An article in the Jerusalem Post by Abraham Cooper and Harold Brackman argues the Swedish city of Malmo’s decision to hold the Davis Cup tennis match between Israel and Sweden behind closed doors was a blatant example of anti-semitism. They charge not allowing spectators to watch the match reflects bias and has “echoes in Nazi Europe’s anti-semitism.” They argue claiming security reasons was simply a ploy to hide the real truth that Israeli players were being “stigmatized. None of this is about sports. It’s about Jews.” Naturally, the Malmo city government argues they were concerned about the possibility of violence and noted protestors numbered over 6,000 and had there been spectators the result might have led to violence and injuries.

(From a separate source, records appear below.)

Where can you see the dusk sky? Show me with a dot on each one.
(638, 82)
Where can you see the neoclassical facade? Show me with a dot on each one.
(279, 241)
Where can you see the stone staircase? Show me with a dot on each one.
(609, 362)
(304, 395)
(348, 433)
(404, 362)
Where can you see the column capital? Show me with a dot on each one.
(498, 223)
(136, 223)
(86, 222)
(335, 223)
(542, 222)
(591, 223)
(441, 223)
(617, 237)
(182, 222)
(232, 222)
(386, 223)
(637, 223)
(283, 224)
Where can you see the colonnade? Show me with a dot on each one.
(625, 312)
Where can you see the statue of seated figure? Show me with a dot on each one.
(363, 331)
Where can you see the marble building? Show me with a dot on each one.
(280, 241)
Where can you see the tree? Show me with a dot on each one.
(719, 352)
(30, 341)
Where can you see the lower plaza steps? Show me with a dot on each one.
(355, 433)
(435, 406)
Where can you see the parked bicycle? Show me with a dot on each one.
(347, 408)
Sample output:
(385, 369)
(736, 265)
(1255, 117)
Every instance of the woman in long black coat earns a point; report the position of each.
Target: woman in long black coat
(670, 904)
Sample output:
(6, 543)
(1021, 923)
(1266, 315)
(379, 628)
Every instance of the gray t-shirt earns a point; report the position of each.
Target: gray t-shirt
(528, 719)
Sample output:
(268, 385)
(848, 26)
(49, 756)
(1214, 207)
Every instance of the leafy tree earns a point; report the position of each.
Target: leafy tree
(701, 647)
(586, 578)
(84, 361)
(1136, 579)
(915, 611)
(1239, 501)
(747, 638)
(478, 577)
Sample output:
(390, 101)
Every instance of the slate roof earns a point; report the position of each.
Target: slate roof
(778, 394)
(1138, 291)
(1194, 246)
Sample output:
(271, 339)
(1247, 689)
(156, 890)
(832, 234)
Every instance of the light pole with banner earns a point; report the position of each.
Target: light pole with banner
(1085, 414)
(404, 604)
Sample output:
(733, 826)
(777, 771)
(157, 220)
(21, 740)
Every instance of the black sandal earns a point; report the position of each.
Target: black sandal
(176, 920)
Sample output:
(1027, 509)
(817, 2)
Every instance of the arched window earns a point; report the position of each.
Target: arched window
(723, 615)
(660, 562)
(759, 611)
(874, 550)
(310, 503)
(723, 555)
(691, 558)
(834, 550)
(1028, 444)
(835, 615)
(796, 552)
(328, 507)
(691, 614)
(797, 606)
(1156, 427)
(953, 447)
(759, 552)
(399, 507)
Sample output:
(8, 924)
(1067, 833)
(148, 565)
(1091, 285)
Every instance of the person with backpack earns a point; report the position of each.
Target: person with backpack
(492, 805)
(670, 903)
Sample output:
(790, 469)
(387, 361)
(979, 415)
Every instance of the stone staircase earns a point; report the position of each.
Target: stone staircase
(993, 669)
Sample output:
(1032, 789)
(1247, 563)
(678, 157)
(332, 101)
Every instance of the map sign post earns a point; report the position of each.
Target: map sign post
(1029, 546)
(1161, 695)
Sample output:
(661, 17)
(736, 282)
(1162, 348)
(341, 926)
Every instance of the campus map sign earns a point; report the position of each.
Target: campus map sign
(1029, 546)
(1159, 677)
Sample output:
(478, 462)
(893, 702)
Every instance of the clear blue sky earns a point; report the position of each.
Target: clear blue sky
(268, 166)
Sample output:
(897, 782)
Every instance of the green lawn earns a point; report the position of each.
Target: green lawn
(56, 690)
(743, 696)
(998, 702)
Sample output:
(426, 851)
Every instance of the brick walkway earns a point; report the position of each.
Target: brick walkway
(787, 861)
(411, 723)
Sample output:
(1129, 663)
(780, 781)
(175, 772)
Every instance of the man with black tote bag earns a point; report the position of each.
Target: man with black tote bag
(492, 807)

One can disagree with the decision not to allow spectators without getting into charges of anti-semitism. It is rather obvious if one follows demonstrations concerning abuse of human rights in Europe that more attention is paid to Israel than to any other nation in the world. Ironically, as the crowd gathered to protest the presence of Israel, the president of Sudan was expelling aid agencies from Darfur. The death of 300,000 people in Darfur apparently does not concern people in Sweden who want to protest against oppression.
We suspect the protest in Sweden and other such demonstrations reflect a latent anti-semitism that in no way can be compared to Nazi Germany. To compare these forms of protest with the horrors of Nazism is an insult to those who died in the Holocaust. The Swedish protestors know not what they do in terms of the hypocrisy in focusing on Israel and ignoring horrors in Congo, Uganda, Zimbabwe and elsewhere.